Der türkische Präsident Recep Tayyip Erdoğan bei einer Rede in Izmir. 


Die Türkei hat der Europäischen Union in der Flüchtlingsfrage Doppelmoral vorgeworfen. In der Migrationskrise werde zwar Griechenland unterstützt, aber die Verantwortung für vier Millionen Flüchtlinge, die die Türkei bislang aufgenommen hat, wolle der Staatenblock nicht teilen, kritisierte Präsident Recep Tayyip Erdoğan bei einer Rede in der Provinz Izmir am Montag.

„Während die EU Griechenland (...) für 100.000 Geflüchtete 3 Milliarden Euro Hilfe geleistet hat, entzieht sie sich ihrer Verantwortung für die 4 Millionen Flüchtlinge in der Türkei“, sagte das türkische Staatsoberhaupt auf einer Konferenz zum Thema Migration an einer Universität in Izmir.

Der versprochene Betrag von sechs Milliarden Euro, der der Türkei im Rahmen eines Hilfsabkommens von März 2016 hätte bereits zugewiesen werden müssen, sei immer noch nicht vollständig freigegeben, erinnerte er.

Das Staatsoberhaupt beanstandete, dass Flüchtlinge entlang der türkisch-griechischen Grenze von griechischen Sicherheitskräften offen verfolgt werden. Pushbacks und ähnliche Vorfälle führen in der Region immer wieder zu beschämenden Szenen.

„Die Menschlichkeit hat nicht nur im Mittelmeer versagt, sondern auch in der Ägäis und am Fluss Meriç“, sagte der türkische Präsident und wies dabei auf die Vorfälle am Fluss Evros hin. Präsident Erdoğan betonte, dass die griechische Küstenwache allein im Jahr 2020 rund 9000 Fälle von illegalen Pushbacks in der Ägäis begangen habe.

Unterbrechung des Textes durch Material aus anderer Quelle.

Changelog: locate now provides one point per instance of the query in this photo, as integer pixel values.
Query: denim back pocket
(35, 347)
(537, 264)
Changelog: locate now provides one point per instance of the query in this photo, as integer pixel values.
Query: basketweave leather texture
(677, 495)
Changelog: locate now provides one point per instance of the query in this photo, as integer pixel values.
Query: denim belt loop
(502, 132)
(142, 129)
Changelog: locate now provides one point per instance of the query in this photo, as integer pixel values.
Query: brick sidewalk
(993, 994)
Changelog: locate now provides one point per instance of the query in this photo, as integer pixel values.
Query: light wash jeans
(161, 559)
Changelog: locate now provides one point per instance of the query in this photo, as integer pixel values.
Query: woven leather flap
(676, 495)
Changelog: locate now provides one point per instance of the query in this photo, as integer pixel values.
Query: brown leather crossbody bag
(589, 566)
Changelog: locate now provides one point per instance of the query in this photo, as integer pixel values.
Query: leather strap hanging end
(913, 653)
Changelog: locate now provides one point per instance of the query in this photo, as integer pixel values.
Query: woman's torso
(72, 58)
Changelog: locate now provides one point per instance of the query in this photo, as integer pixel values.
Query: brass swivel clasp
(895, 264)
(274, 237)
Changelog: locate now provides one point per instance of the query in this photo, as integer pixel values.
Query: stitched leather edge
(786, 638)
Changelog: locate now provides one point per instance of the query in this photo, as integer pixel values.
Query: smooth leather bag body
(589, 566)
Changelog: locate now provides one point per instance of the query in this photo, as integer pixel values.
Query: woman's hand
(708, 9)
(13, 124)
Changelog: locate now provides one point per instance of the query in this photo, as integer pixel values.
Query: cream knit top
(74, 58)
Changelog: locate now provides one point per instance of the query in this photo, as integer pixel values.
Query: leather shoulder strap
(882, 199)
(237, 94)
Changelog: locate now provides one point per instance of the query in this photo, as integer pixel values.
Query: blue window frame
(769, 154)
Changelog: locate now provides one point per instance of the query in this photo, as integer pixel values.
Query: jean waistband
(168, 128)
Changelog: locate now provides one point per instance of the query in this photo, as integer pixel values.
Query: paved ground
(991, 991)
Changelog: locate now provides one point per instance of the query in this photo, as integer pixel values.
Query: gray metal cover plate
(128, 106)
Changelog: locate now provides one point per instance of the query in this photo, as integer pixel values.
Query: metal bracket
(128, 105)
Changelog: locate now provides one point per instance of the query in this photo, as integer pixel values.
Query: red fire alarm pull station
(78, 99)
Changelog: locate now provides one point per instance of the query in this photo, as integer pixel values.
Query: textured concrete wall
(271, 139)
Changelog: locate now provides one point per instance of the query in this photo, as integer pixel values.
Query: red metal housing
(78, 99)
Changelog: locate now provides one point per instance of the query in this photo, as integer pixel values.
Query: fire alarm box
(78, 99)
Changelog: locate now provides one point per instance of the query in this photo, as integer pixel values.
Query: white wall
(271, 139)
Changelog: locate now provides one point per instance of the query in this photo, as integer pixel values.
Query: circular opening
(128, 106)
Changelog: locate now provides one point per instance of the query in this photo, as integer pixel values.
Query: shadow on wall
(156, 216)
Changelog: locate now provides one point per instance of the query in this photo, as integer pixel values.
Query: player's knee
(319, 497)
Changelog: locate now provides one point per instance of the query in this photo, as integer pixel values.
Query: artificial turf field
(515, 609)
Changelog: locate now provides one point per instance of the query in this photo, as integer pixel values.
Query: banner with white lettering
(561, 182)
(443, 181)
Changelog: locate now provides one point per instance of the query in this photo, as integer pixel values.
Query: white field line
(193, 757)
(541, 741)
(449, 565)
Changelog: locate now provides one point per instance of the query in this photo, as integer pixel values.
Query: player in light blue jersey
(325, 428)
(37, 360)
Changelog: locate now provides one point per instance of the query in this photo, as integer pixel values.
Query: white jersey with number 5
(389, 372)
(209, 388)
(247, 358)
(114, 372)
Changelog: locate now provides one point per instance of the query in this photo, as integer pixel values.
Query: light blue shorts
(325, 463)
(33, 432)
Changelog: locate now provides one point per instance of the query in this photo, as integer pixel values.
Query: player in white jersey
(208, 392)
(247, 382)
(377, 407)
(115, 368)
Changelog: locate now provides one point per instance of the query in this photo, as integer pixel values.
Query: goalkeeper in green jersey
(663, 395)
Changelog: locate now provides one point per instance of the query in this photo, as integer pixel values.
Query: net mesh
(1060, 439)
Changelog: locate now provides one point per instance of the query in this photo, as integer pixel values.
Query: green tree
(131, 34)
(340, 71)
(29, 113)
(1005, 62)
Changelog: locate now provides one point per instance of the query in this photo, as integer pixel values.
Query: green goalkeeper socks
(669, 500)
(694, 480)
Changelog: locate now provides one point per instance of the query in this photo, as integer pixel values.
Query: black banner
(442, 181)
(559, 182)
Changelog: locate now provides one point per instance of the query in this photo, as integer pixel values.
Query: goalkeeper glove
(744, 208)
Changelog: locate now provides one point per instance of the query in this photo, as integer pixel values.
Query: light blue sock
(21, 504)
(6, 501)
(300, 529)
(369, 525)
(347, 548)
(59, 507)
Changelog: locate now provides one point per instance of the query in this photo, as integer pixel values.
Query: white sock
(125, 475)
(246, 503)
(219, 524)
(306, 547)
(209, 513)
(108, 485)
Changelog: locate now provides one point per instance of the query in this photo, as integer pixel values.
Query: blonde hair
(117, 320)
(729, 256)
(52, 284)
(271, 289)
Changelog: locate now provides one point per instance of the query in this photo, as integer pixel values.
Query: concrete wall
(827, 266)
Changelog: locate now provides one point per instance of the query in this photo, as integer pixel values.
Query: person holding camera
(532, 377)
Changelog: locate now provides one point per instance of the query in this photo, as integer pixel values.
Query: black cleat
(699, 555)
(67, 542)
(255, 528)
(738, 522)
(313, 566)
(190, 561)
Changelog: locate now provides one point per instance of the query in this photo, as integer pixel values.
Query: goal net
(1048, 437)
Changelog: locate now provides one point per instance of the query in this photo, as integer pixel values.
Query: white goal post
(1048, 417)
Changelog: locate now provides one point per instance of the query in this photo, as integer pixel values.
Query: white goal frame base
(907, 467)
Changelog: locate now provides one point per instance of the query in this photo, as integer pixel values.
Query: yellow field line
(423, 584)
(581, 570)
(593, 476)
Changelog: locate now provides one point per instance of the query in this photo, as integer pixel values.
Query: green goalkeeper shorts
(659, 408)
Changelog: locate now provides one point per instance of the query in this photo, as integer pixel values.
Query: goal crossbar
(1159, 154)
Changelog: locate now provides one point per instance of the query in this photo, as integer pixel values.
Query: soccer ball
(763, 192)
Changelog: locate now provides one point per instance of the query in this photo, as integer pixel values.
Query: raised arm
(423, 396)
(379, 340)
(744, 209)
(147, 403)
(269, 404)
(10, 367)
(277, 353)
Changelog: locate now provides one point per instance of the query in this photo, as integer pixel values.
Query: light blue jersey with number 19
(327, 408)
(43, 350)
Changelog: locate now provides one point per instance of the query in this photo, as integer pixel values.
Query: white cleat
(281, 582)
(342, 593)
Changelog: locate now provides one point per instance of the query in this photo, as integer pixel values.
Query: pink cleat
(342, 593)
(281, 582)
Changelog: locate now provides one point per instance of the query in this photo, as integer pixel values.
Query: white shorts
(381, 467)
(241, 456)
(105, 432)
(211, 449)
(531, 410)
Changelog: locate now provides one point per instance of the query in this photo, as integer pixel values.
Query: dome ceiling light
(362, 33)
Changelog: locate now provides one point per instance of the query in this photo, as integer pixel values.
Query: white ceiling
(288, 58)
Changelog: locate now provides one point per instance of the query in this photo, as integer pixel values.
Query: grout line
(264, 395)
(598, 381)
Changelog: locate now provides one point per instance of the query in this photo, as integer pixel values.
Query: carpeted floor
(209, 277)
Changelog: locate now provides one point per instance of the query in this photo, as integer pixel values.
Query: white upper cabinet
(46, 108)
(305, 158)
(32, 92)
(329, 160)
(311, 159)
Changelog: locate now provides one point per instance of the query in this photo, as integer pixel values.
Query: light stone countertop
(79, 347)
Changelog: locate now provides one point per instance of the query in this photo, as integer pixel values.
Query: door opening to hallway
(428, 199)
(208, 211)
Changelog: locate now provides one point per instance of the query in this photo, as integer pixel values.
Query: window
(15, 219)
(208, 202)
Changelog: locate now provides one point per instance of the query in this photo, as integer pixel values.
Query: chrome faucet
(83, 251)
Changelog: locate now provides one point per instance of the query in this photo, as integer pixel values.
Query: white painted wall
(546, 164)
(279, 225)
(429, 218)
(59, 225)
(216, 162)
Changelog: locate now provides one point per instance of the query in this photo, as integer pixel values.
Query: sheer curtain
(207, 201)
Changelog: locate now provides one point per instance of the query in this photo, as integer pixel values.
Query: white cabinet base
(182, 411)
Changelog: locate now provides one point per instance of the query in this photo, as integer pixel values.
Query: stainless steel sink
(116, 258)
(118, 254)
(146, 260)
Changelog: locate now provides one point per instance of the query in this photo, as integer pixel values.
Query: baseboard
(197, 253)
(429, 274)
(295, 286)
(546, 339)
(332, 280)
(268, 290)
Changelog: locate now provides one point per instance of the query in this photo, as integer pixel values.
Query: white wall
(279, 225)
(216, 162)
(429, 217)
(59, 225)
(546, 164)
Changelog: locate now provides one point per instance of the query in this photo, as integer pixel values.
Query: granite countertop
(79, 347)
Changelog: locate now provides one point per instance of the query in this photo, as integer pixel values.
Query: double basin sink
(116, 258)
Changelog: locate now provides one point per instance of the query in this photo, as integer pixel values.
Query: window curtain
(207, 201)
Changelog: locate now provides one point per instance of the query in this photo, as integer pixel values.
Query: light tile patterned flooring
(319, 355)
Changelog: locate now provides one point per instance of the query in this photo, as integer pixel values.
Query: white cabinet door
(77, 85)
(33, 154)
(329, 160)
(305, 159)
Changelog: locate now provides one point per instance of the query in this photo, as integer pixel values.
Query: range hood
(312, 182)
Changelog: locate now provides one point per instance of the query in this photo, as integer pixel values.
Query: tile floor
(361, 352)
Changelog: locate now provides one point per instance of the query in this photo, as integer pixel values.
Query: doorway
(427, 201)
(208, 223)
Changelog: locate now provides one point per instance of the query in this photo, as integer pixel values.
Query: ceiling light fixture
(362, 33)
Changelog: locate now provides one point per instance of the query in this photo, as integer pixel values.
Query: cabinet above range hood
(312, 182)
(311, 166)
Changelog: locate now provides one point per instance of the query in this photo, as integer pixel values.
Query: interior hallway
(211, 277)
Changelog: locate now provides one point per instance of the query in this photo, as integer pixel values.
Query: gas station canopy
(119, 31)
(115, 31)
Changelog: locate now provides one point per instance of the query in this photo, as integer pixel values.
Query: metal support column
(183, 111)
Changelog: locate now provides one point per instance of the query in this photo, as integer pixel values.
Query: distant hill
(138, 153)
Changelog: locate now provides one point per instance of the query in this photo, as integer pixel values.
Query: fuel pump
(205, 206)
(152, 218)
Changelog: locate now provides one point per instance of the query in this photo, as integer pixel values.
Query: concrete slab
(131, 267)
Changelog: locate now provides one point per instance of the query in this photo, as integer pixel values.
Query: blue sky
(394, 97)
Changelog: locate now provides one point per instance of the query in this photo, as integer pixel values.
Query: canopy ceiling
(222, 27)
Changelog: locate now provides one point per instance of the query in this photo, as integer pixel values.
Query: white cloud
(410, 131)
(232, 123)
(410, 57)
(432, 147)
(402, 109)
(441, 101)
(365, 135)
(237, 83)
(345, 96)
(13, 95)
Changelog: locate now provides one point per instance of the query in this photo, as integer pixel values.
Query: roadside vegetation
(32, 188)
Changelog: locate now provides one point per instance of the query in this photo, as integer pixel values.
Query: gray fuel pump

„Was in Syrien passiert ist, hat uns gezeigt, dass das Erhöhen der Mauern, das Umzäunen der Grenzen mit Stacheldraht oder sogar das Versenken der Boote von Migranten keine Lösungen sind“, betonte Erdoğan.

Seit über 500 Jahren heiße das türkische Volk Flüchtlinge willkommen und nehme Migranten aus verschiedenen Kulturen und Religionen auf, sagte der türkische Präsident. „Wir haben niemanden abgewiesen, der wegen seiner ethnischen Identität, Religion, Kultur, Gesinnung oder Sekte an unsere Grenzen kam.“

Die Türkei beherbergt rund vier Millionen Flüchtlinge, mehr als jedes andere Land der Welt. Sie ist ein wichtiger Transitpunkt für Asylsuchende auf dem Weg nach Europa, insbesondere für jene, die vor Krieg und Verfolgung fliehen.